La Suisse, non hôte du G7, redoute pourtant les retombées du grand sommet d’Évian
Lecture rapide :
– Évian accueille le G7 du 15 au 17 juin
– Jusqu’à 7 500 intervenants sécuritaires prévus et craintes de manifestations
– Disputes sur le financement et retombées pour la Suisse
La tenue du G7 à Évian, sur la rive française du lac Léman, mobilise Bruxellois et Suisses à quelques semaines de l’ouverture prévue du 15 au 17 juin. La proximité de l’événement entraîne des conséquences directes pour la Suisse : transit des délégations via l’aéroport de Genève, hébergements en ville et la perspective d’un important déploiement sécuritaire, évalué par la presse à environ 7 500 membres des forces de l’ordre.
Les autorités suisses dénoncent un manque de concertation avec Paris et redoutent des « retombées » financières et opérationnelles. Les souvenirs des débordements de 2003 à Genève sont invoqués, ainsi que la facture passée pour la sécurité, estimée à 40 millions de francs suisses à l’époque.
Sécurité renforcée et mesures transfrontalières autour du sommet d’Évian
Les autorités genevoises préparent des contrôles de circulation stricts à la frontière en prévision du sommet. La préfète de Haute-Savoie, Emmanuelle Dubée, a exclu l’accueil du contre-sommet en France, ce qui laisse la tenue de manifestations No-G7 en partie sur le territoire suisse.
La mémoire des incidents de 2003 et la crainte de débordements expliquent la décision d’engager des moyens importants, y compris militaires. Cette montée en puissance sécuritaire est présentée par certains cantons comme une situation exceptionnelle nécessitant des ressources significatives.
Répercussions sur la mobilité et les entreprises transfrontalières
La fermeture partielle des accès prévue du 12 au 18 juin risque d’affecter les frontaliers et des entreprises romandes. Le président du Groupement transfrontalier européen, René Deléglise, a interrogé publiquement la gestion des indemnités et la tenue des entreprises face à des absences forcées de salariés.
Pour certains commerçants d’Evian, le sommet est synonyme d’une perte de chiffre d’affaires, tandis que les hôtels affichent complet. Ces effets contrastés concentrent les débats locaux sur qui supportera le coût économique du dispositif.
Tensions diplomatiques et partage des coûts entre Paris et Berne
Les relations diplomatiques entre la Suisse et la France sont mises à l’épreuve par le choix du lieu et le calendrier.

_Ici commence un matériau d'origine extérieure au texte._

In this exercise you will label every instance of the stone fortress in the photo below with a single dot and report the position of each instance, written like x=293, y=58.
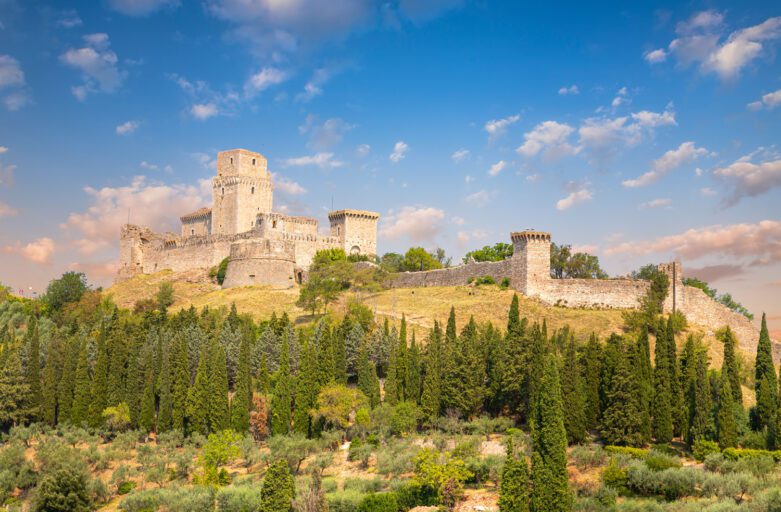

Un rapport des autorités genevoises du 6 mai pointe l’absence de concertation préalable, et la presse parle d’un courrier du président de la Confédération, Guy Parmelin, adressé à Paris.
Sur le plan financier, Paris a consenti à verser 12 millions d’euros et une somme additionnelle de 3 millions d’euros destinée aux cantons, soit des montants qualifiés par certains médias suisses d’insuffisants au regard des besoins. En 2003, la France avait supporté environ 18 millions des coûts de l’époque.
Le Conseil fédéral a, selon des communiqués, décidé d’engager l’armée et de prendre en charge 80% des frais cantonaux liés à la sécurité, une mesure présentée comme exceptionnelle par les autorités helvétiques.